Preparation of E. chaffeensis whole-cell soluble protein lysates
E. chaffeensis organisms were cultivated in vitro in canine macrophage (DH82) cell lines at 37°C or in ISE6 tick cells as described previously [18, 56]. The protocols for E. chaffeensis cell lysate preparations were similar to previously described methods for E. chaffeensis, A. phagocytophilum and other Gram negative bacterial organisms [49, 52, 58]. Twenty five ml of about 80-100% E. chaffeensis infected cultures were harvested using glass beads. The cultures were centrifuged at 15,560 × g for 15 min to recover infected host cells and cell free E. chaffeensis organisms. To release the organisms from host cells, the pellet was resuspended in 10 ml SPK buffer (0.5 K2HPO4, 0.5 M KH2PO4, and 0.38 M sucrose) and sonicated twice for 30 sec at a setting of 6.5 in a Sonic Dismembrator (Fisher Scientific, Pittsburgh, PA). The cell lysates were centrifuged at 400 × g for 5 min and the supernatant containing cell free E. chaffeensis was filtered through a 5 μm and 3 μm sterile isopore membrane filters (Millipore, Billerica, MA). The filtrate containing cell free organisms was centrifuged at 15,560 × g for 15 min at 4°C. The pellet containing E. chaffeensis organisms was washed twice with 1.5 ml of lysis buffer (150 mM Tris-HCl pH 8.0, 100 mM KCl, 10 mM Magnesium Acetate, 1 mM EDTA, 2 mM DTT and 10% glycerol) and the pellet was resuspended in 1 ml of lysis buffer containing protease inhibitors (Roche Diagnostic Labs, Indianapolis, IN). The cell suspension was sonicated four times at 8.5 setting, 30 sec each time to lyse E. chaffeensis organisms. The cell lysates were centrifuged at 15,560 × g for 15 min at 4°C to pellet the insoluble fraction and the supernatant containing soluble proteins of E. chaffeensis was collected into sterile micro centrifuge tubes as 25 μl aliquots containing protease inhibitor mix and stored at -80°C until use. Protein concentration of the protein lysates, prior to adding the protease inhibitor mix, was estimated as described above.
Electrophoretic mobility shift assay (EMSA)

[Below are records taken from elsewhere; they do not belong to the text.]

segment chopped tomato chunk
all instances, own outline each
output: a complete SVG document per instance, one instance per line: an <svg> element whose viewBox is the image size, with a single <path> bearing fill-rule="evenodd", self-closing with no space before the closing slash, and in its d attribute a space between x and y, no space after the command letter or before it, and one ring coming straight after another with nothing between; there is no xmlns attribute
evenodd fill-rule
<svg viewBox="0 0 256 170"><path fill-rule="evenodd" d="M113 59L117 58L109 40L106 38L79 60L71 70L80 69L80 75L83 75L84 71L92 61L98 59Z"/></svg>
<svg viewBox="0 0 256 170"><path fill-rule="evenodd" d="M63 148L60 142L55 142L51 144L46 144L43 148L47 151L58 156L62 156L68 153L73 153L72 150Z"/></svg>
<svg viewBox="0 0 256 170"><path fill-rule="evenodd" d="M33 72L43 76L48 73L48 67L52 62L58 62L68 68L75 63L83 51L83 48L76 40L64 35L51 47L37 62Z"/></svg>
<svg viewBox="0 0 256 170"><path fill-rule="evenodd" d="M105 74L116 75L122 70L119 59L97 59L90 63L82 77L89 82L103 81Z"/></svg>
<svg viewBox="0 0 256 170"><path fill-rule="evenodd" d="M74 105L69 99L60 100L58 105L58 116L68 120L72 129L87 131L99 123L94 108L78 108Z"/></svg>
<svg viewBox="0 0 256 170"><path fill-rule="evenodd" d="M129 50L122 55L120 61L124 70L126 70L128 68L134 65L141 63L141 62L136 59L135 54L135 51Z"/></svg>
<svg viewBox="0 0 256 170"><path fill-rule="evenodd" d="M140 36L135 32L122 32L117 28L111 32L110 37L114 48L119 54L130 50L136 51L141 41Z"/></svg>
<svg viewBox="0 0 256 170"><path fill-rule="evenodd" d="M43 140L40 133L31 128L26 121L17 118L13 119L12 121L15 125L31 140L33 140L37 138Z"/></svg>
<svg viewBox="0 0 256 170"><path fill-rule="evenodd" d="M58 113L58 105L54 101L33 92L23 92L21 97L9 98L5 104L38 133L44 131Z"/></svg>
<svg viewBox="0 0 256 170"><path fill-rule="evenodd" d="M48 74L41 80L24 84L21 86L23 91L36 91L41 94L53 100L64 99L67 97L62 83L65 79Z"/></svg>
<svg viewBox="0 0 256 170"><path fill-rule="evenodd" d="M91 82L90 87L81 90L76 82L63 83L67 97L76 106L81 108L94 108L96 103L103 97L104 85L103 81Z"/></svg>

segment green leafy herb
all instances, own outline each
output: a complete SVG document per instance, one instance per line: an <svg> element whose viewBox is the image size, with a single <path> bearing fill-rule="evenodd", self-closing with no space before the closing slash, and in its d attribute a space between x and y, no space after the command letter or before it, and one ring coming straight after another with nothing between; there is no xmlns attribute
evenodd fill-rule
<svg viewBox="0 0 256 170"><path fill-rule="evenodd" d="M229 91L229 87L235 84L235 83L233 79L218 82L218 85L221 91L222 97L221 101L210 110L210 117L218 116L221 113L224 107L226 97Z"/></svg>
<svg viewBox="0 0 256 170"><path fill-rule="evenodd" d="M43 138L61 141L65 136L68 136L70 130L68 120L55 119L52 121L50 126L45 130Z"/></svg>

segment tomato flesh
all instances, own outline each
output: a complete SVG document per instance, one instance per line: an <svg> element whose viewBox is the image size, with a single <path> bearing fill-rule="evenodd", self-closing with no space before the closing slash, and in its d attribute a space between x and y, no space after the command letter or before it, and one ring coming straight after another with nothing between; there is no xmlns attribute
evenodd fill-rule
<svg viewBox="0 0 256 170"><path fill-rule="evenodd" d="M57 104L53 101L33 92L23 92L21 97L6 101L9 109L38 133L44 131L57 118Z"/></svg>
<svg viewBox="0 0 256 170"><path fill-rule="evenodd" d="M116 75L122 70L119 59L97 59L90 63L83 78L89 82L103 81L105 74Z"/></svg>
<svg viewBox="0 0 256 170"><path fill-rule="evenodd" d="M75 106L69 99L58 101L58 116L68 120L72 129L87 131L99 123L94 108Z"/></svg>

DNA sequence segments spanning one or more putative regulatory sequences of p28-Omp14 or p28-Omp19 gene promoters were amplified from E. chaffeensis Arkansas isolate genomic DNA using sequence specific primers and 5'end biotin-labeled reverse primers (Table 1) and evaluated for their interaction with the protein lysates. EMSA experiments and detection were carried out according to established protocols [57, 58] with a radioactive nucleotide incorporated DNA probes or using the LightShift Chemiluminescent EMSA kit (Pierce Biotechnology, Rockford, Illinois, USA) according to the specifications of the manufacturer. The assay mixtures included a non-specific DNA (salmon sperm DNA or poly dI.dC at a high concentration of 240 μg/ml or 50 μg/ml, respectively) to eliminate non-specific interactions. Briefly, about 1 ng of each of the full length or biotin-labeled partial upstream sequences was used in each reaction together with 5 μg of the E. chaffeensis whole-cell protein lysate. About 50 ng of unlabeled specific probe sequences were used as competitors. Bovine serum albumin (BSA) was included in each experiment as a non-specific protein control. The protein concentration in E. chaffeensis protein lysates used in these experiments was similar to the work reported earlier [41, 49, 58].
We carried out two-tailed t-tests with equal variances for densitometry analysis and unequal variances for the real-time RT-PCR analysis to comparatively analyse the effect of addition of E. chaffeensis whole cell protein lysate on transcription of p28-Omp14 (pRG147) and p28-Omp19 (pRG198) promoters.